フィンランドのNestAIが1億ユーロを調達、ノキアと提携し防衛AIを構築

NestAI、防衛AI開発で1億ユーロを調達

フィンランドのスタートアップNestAIは、フィンランドの政府系ファンドTesiとハードウェア大手Nokiaが主導する資金調達ラウンドで、1億ユーロ(約1億1500万ドル)を調達しました。この資金は、無人車両、自律運用、指揮統制プラットフォーム向けのAI製品開発に充てられます。

NestAIはまた、Nokiaと提携し、防衛アプリケーション向けのAI製品を構築するとともに、「物理AI」の開発を進めます。物理AIとは、大規模言語モデル(LLM)などの技術をロボティクスやその他の実世界アプリケーションに応用するものです。

「物理AI」への注力と欧州の技術主権

今回の資金調達は、NestAIが「欧州を代表する物理AIラボ」を構築する上で役立つと、共同創設者のピーター・サーリン氏がSlush 2025テクノロジー会議で述べました。物理AIは、大手テクノロジー企業とスタートアップの両方にとって成長分野であり、NestAIの資金調達は、欧州がウクライナ・ロシア戦争の長期化により防衛アプリケーションに傾倒する中で、大陸のニーズに対応する自国製のソリューションを開発する余地があることを示しています。
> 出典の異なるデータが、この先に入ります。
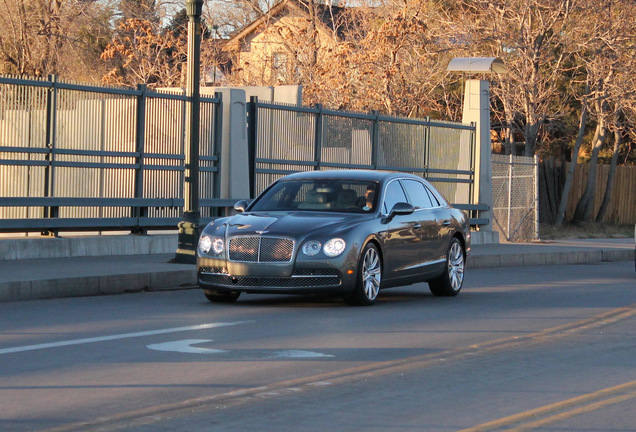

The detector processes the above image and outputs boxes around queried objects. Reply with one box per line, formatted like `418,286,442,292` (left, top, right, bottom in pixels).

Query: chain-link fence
492,154,539,241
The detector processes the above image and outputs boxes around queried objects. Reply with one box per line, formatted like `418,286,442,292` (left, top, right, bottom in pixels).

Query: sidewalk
0,235,634,301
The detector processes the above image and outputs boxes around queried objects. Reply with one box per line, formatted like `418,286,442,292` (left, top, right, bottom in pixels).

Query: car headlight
323,238,347,258
199,236,212,254
199,235,223,255
302,240,322,256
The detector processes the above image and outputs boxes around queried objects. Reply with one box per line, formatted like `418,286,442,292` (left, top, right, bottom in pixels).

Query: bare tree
571,0,636,223
0,0,111,79
464,0,575,156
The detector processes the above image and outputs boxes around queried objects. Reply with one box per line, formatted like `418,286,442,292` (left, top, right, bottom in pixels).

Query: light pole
175,0,203,264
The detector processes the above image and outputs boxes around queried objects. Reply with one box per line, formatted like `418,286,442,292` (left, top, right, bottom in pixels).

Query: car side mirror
389,202,415,217
234,200,247,213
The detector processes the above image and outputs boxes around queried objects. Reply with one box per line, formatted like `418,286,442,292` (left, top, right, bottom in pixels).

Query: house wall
234,11,336,85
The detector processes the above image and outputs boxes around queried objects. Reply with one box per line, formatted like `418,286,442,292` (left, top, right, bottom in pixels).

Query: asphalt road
0,262,636,432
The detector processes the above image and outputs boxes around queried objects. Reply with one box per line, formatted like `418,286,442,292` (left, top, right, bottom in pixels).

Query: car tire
203,290,241,303
428,237,466,297
346,243,382,306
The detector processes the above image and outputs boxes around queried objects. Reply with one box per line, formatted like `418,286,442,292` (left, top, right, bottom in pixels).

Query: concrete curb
0,234,177,261
0,235,634,302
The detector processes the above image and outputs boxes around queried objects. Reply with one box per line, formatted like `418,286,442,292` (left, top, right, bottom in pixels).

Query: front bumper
197,257,356,294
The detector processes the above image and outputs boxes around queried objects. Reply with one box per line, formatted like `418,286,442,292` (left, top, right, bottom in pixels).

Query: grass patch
539,223,634,240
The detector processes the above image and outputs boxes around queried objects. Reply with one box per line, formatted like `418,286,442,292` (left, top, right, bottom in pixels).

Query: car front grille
228,237,294,263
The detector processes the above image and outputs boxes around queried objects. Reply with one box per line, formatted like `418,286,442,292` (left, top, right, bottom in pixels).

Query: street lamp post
175,0,203,263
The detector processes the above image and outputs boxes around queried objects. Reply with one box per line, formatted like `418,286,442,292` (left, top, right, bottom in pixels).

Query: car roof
282,170,422,182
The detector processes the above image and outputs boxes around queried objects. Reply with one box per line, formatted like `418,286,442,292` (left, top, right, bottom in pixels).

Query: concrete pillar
462,80,493,231
216,88,250,200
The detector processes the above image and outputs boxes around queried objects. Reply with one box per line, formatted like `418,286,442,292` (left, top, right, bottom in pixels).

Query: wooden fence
539,160,636,225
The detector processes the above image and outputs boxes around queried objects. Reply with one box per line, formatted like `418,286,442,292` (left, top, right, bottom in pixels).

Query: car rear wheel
428,238,466,297
203,290,241,303
347,243,382,306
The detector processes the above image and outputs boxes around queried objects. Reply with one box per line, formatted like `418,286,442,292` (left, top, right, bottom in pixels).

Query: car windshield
250,179,378,213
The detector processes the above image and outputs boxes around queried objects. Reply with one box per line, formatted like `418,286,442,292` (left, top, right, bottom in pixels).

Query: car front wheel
428,238,466,297
347,243,382,306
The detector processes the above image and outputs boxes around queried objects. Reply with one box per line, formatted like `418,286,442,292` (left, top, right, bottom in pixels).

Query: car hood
226,211,371,238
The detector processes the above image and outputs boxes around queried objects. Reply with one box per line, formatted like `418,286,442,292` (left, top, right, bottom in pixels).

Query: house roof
225,0,345,49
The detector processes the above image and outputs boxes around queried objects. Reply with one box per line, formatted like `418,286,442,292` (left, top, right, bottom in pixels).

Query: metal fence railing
248,98,475,204
0,77,221,232
492,154,539,241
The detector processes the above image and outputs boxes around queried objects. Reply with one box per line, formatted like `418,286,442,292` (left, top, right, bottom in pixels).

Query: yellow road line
43,305,636,432
459,381,636,432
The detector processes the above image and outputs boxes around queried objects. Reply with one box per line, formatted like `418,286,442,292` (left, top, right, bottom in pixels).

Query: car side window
402,180,435,209
425,187,442,207
382,181,408,214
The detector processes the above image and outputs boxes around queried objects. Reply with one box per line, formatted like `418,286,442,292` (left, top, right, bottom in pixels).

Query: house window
272,53,287,80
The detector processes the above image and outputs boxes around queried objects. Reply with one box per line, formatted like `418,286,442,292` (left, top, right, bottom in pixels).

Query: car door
380,180,421,278
401,179,445,266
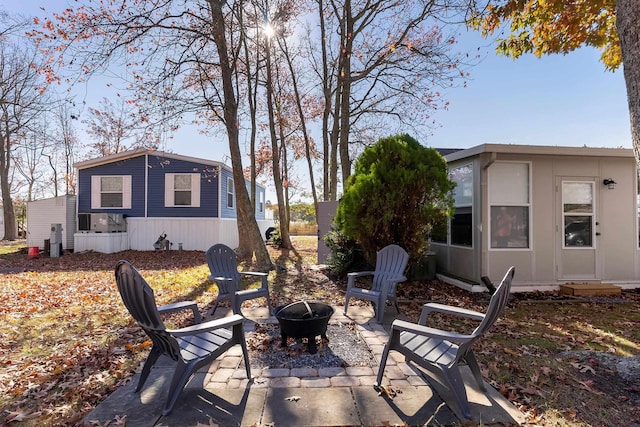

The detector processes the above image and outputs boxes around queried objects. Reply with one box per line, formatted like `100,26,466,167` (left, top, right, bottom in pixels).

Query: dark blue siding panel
220,169,238,218
78,156,145,217
147,154,219,218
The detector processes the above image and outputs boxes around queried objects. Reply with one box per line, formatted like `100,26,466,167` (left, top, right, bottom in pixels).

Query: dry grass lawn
0,238,640,426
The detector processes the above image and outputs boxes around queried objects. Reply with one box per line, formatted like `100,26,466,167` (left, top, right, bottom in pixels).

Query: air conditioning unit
90,213,127,233
78,214,91,233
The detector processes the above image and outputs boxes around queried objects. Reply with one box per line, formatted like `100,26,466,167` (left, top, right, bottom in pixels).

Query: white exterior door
556,177,601,281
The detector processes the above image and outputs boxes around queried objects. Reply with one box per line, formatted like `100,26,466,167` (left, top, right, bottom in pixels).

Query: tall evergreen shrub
335,134,455,263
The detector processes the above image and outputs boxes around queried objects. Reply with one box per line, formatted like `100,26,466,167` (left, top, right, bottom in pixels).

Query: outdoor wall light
602,178,617,190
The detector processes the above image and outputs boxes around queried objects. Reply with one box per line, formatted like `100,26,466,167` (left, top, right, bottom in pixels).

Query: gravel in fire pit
246,323,377,369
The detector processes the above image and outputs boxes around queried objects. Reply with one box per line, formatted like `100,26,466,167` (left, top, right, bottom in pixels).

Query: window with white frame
449,164,473,246
164,173,200,208
489,162,531,249
91,175,131,209
227,178,236,209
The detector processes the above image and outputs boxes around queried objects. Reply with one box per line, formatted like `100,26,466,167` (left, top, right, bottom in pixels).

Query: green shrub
324,225,371,276
335,134,455,263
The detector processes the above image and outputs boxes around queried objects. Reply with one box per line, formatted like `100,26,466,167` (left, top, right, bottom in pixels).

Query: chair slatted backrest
458,267,516,362
205,243,240,293
372,245,409,292
115,261,180,360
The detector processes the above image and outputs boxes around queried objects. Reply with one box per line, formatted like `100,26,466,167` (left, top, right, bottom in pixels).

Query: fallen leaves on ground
0,239,640,426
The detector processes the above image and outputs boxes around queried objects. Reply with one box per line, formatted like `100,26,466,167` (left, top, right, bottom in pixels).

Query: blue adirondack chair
205,243,271,314
115,261,251,415
376,267,515,418
344,245,409,322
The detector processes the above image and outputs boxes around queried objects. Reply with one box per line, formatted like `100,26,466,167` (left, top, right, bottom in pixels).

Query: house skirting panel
73,233,129,254
127,218,274,251
74,218,274,253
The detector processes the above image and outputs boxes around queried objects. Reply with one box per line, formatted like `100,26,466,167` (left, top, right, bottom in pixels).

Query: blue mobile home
74,149,273,253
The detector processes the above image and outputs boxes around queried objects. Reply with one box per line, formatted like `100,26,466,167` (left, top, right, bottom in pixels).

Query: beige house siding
432,144,640,290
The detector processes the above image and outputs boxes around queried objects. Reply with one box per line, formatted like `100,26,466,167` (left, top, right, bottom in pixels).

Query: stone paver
84,306,523,427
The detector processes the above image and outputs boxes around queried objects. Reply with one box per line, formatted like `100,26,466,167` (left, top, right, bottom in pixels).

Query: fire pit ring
273,301,335,354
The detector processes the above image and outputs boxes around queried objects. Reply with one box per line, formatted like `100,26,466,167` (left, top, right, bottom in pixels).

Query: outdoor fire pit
274,301,334,354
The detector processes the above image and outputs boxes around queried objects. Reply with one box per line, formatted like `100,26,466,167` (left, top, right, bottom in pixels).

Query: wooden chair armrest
391,320,474,344
167,314,244,337
418,302,484,325
158,301,202,323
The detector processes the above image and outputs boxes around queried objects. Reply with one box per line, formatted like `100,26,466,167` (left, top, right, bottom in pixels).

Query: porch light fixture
602,178,617,190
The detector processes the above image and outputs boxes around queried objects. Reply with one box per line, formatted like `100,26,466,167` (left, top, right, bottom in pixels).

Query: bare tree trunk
338,0,353,191
0,127,17,240
316,0,333,202
209,0,273,269
281,35,326,220
616,0,640,181
266,40,292,249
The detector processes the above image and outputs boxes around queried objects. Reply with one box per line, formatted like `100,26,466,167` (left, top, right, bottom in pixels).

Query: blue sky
428,33,631,148
0,0,631,201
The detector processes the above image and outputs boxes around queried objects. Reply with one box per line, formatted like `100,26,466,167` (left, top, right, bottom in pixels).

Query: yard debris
375,385,397,399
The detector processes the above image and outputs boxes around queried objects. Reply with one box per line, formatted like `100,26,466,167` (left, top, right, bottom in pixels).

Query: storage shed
27,195,76,250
NestAIは先月、フィンランド国防軍のAI導入を支援すると発表しました。技術主権へのこの焦点が、NestAIがこれまでステルスモードであった理由を説明しています。現在、同社は公に事業を進めています。

創業者サーリン氏のビジョンとチーム

NestAIの会長を務める(CEOではない)ピーター・サーリン氏は、自身のファミリーオフィスPostScriptumを通じて当初このベンチャーに資金を提供してきました。サーリン氏はTechCrunchに対し、「PostScriptumの使命に沿い、NestAIは当初から欧州を代表する物理AIラボとなり、技術主権を推進することを目指してきました。この提携は、欧州の防衛能力と主権を確保する上で重要な一歩となるでしょう」と語りました。

サーリン氏は昨年、AIスタートアップSilo AIをAMDに6億6500万ドルで売却した経験を持つ人物です。NestAIはまだCEOを置いていませんが、Intel、Kongsberg、Palantir、Saabといった企業でのAI研究やハードウェアプロジェクトの経験を持つ優秀な人材をチームに引きつけています。